Oh grandes poetas de outrora!

Quero ler os vossos versos e chorar convosco,

Rir-me convosco,

Saltar convosco,

Revoltar-me convosco,

Emocionar-me convosco,

Viver e Morrer convosco!


Esta noite só a poesia importa,

Não sei explicar, não quero explicar,

Só quero poesar!

Quero ler até me doerem os olhos,

Até que as pálpebras se me fechem

E eu cabeceie e bata com a cabeça nas prateleiras

E me levante e corra, tropeçando,

Escadas abaixo,

Para ir molhar a cara ao lavatório!

Depois quero voltar e deitar-me no chão e ler mais e mais e mais!

Sentir que os versos se enlaçam em mim como tendões que se enrolam na minha carne!

Quero que as vossas palavras percorram o meu organismo como micróbios

Que corroem os meus órgãos e os devoram!


Por fim,

Quando mais não puder,

Quero desfalecer naquele chão de madeira velha,

E dormir, fundindo-me com a madeira,

Fazendo com que o meu corpo se torne parte

Daquele sitio que tanto amo e que me faz sonhar casa vez mais!

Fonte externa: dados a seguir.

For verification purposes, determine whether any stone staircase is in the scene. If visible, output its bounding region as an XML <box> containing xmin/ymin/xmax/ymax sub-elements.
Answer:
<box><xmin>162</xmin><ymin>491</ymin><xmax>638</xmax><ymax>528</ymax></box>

Agora já só interessa dançar…

A dança acabou de começar!


Agora que esta dança começou,

Já nada mais me pode interessar.

Agora só me apetece dançar!

O que a minha pessoa experimentou

Até agora, de uma prova não passou.

Eu consegui iniciar este bailado

E agora segui-lo-ei até estar terminado.

Dançando receberei a condecoração

Divina por toda a desesperação

Por que a minha alma tem passado.


Agora já só interessa dançar…

A dança acabou de começar!


Dançarei aqui na minha casa,

Na praia, na relva verdejante,

No campo, na areia brilhante,

Na terra, na fogueira em brasa!

Dançarei como se uma alva asa

Tivesse, de cada lado de mim, nascido.

Como se o futuro não fosse tremido…

Agora tudo depende só de mim,

Só eu controlarei que tipo de fim

Será para este bailado escolhido.


Agora já só interessa dançar…

A dança acabou de começar!


Mas esta dança só acaba se eu quiser!

Eternamente, todos se recordarão

Da existência deste intrépido leão,

Se os passos mágicos eu fizer.

Não sinto que esteja a ser corajosa,

Apesar de saber minh’alma virtuosa.

Porque de não singrar tenho medo.

É isso que me impulsiona, é esse o segredo.

Sei que me ajudará a esperança ditosa.


E, de qualquer modo, agora só interessa

Que a dança já se iniciou e tenho pressa!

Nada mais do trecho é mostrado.